The primary route involves three steps:

1. Ironmaking: Iron ore is reduced in the Blast Furnace (BF) using coke to produce molten pig iron (or use EAF with scrap steel/DRI).
2. Steelmaking (Conversion): The molten pig iron is charged into a Basic Oxygen Furnace (BOF), where pure oxygen is blown in to oxidize and remove excess carbon and impurities quickly.
3. Secondary Metallurgy: The resulting steel is transferred to a ladle for precise temperature and chemical composition adjustments. Finally, it's cast into solid forms (e.g., slabs or billets) through Continuous Casting before rolling.

Historically, Iron production dates back to before the Common Era (BCE), which occasionally yielded small amounts of steel. However, modern steelmaking enabling mass production was only established by the 19th-century Bessemer process.

Ironmaking and thus steelmaking evolved regionally because early processes were entirely dependent on local natural resources—specifically the quality of iron ore and the fuel source, initially charcoal.

For instance, Japan developed the Tatara ironmaking process, which uses iron sand to produce tamahagane—a specialized, high-purity steel essential for crafting exceptional Japanese swords.
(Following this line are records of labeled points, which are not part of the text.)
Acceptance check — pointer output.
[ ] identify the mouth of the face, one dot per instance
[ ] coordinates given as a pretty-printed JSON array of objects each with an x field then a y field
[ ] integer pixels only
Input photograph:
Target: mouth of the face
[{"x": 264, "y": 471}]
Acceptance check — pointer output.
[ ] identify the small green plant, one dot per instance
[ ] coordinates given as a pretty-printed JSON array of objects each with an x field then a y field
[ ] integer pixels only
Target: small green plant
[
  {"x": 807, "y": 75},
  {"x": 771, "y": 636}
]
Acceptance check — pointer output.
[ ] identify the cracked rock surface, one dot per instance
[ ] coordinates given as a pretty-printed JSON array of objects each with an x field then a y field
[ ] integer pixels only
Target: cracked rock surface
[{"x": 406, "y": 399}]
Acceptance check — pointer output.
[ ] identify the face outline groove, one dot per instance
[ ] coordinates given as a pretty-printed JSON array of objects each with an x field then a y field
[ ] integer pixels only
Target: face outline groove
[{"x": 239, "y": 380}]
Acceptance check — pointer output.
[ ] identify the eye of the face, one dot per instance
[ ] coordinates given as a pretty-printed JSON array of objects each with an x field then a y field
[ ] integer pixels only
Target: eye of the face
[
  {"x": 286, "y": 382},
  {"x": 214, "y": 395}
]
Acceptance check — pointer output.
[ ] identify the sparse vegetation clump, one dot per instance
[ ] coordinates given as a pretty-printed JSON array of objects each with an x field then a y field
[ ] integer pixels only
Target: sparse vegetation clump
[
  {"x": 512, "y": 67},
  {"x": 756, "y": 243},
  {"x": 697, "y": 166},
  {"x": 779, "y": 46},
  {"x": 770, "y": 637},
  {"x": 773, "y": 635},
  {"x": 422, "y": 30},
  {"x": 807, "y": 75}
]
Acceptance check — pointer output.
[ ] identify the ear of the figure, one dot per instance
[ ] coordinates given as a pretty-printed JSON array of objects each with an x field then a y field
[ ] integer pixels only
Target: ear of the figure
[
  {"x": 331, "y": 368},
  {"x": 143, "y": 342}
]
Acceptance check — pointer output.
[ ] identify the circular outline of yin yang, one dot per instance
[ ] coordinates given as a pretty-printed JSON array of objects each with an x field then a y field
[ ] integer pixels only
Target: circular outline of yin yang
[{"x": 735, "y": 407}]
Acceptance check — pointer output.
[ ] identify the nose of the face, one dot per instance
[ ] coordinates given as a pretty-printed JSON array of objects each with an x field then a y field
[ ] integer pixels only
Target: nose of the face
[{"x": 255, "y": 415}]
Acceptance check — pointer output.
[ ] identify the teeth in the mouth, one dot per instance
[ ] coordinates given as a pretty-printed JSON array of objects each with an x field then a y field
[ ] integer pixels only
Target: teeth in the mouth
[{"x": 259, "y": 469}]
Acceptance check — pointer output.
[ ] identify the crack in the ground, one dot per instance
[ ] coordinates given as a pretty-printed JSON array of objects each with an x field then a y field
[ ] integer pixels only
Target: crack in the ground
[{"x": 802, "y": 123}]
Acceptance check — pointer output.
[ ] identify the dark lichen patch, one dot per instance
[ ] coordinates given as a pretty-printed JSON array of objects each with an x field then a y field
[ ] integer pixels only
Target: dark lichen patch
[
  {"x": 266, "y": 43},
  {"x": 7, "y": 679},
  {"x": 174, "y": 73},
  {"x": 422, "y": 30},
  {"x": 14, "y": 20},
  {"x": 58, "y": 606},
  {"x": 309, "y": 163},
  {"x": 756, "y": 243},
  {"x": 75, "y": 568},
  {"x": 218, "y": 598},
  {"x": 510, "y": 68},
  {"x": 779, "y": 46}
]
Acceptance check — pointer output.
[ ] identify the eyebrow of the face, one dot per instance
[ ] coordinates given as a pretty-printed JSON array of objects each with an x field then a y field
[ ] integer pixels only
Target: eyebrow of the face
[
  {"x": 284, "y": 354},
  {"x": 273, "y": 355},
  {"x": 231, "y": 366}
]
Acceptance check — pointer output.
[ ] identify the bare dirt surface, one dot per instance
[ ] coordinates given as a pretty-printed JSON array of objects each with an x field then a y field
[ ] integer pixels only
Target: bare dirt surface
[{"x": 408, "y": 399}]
The West advanced via the Bloomery method, later transitioning to the Blast Furnace (BF), where coal/coke were plentiful.

Today’s focus is on advanced alloys like High-Tensile Steel (HSS) and tackling the severe CO₂ challenge, including a global shift away from the traditional Blast Furnace toward low-carbon methods, primarily the Electric Arc Furnace (EAF) utilizing scrap or green hydrogen-reduced iron. Decarbonization is the central mission of the global steel industry.